Ankara Hukuk mezunu bir hukukçu olan Uysal’ı uzun zamandır takip ediyorum. Başarılı bir başkan olduğunu düşünüyorum. Halkla kurduğu bağ da takdire şayan. Ayrıca entelektüel kapasitesi yüksek bir aydın.

Siyasi partilerdeki bu delege sisteminde, mevcut tüzükle aday olabilir mi olabilirse ne kadar destek bulur bilmiyorum.

Ancak CHP’nin Uysal gibi nitelikli kadroları olduğunu çok iyi biliyorum ve partinin ilk genel seçimlerde iktidar olabilmek için o nitelikli kadrolarını öne çıkardığı, sahaya sürdüğü bir muhalefet dönemine girmesi gerektiğini biliyorum.

Önce soruya cevap verin!

Türk Yıldızları ve SOLOTÜRK’ü biliyorsunuzdur.

Türk Hava Kuvvetleri pilotlarının kapasiteni ortaya koyan iki faaliyet de halkın gönlünde taht kurmuş.

Bu nedenle milli bayramlarda kafamızı hep yukarı doğru çeviririz ve gözlerimiz hep onları arar.

Büyük Taarruz’un zaferle taçlandığı İzmir’in kurtuluşu törenlerinde ne yazık ki İzmir semalarında gözlerimiz arasa da SOLOTÜRK’ü göremedik.

Faaliyetin “tasarruf tedbirlerince” bu yıl yapılmadığı açıklandı.

Kızdık ama “peki” dedik.

Ama o da ne?

İzmir’e gelince tasarruf yapanlar, iktidarın siyasi şova çevirdiği Teknofest’te tasarruf falan yapmadı.

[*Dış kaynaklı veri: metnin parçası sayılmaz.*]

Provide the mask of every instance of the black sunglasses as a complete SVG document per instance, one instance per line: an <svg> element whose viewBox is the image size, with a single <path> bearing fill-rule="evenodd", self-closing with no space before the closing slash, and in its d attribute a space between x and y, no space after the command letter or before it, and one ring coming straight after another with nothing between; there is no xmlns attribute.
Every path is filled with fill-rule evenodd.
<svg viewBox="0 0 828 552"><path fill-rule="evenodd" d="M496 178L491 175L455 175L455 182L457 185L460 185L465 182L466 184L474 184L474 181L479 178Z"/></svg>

Gazeteciler de bu çifte standardı, görevleri gereği Savunma Bakanlığı sözcüsüne sordu. Yanıt ne oldu sizce?

Aynen aktarıyorum:

“Uçaklarımızın nerede olduğunu bilmiyoruz. Oldu mu bu cevap? Her zaman iletişime açığız. Ancak su ne kadar gür akarsa aksın bardağın aldığı kadar. Her şeyin arkasında bir şey aramayın. Suistimal etmeyin.”

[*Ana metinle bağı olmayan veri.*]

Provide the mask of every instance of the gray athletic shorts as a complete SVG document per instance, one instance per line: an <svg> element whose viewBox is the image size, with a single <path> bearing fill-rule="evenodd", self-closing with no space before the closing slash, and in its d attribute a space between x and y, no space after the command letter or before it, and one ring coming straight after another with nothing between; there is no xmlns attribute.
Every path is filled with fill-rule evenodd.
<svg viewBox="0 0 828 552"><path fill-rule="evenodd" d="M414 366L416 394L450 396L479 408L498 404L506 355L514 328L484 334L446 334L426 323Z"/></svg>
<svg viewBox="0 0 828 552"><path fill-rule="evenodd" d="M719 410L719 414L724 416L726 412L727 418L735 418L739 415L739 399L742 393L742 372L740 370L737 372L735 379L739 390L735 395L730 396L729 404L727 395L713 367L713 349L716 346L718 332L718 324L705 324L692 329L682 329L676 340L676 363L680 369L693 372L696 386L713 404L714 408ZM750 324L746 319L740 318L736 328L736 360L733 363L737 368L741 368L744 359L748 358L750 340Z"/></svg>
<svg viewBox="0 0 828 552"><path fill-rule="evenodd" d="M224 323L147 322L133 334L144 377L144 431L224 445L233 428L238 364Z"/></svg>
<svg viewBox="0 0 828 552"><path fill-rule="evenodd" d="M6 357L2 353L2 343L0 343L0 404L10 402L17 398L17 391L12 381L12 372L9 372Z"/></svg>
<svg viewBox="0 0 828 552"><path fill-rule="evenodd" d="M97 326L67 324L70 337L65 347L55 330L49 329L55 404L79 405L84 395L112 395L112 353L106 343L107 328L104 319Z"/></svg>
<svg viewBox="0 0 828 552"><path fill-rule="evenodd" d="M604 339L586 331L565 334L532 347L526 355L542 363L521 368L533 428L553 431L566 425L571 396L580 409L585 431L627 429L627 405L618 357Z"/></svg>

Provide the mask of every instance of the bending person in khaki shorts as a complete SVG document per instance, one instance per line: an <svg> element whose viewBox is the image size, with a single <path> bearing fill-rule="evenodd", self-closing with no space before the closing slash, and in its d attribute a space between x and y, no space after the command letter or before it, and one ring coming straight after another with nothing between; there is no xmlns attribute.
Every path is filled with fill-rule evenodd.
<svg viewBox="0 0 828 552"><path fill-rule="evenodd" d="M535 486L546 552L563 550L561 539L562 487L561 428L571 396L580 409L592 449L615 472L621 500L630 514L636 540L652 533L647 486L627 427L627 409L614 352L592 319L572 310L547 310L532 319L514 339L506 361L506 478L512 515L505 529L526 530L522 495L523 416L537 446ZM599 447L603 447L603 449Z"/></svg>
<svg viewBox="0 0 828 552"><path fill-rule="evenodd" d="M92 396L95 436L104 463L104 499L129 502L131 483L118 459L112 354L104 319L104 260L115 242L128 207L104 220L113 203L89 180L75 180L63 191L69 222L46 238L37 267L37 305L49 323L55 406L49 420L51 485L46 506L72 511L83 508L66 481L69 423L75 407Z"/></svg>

Bu ifadeleri toplantıya katılan gazetecilerin yazması istenmedi. Metinden çıkarıldı.

Ancak ben zaten o toplantılara gitmeyen biri olarak size aktarabilirim diye düşündüm.

Basit bir soru sorulmuş: “İzmir’e gelince uygulanan tasarruf, Teknofest’te niye uygulanmıyor?”

Basit bir yanıt vermeniz yeterliyken bu nasıl bir üsluptur?

Gazetecilere ayar çeken çekene.

Bir siz eksiktiniz Amiralim!

Kulübe hoş gelmişsiniz!

Korku dağları sarmış

Düzenli okuyucularım bilir. TBMM kapanmadan önce “eylem yapılır” endişesiyle TBMM’nin önündeki parkı kapatmışlardı.

Temmuz sonunda TBMM kapandı TBMM Parkı açıldı.

1 Ekim’de ise TBMM açıldı, TBMM Parkı kapatıldı.

(Bu arada görüntü iyi olmuyor diye bariyerlerin üzerindeki “polis” yazısı da mavi boyayla kapatıldı.)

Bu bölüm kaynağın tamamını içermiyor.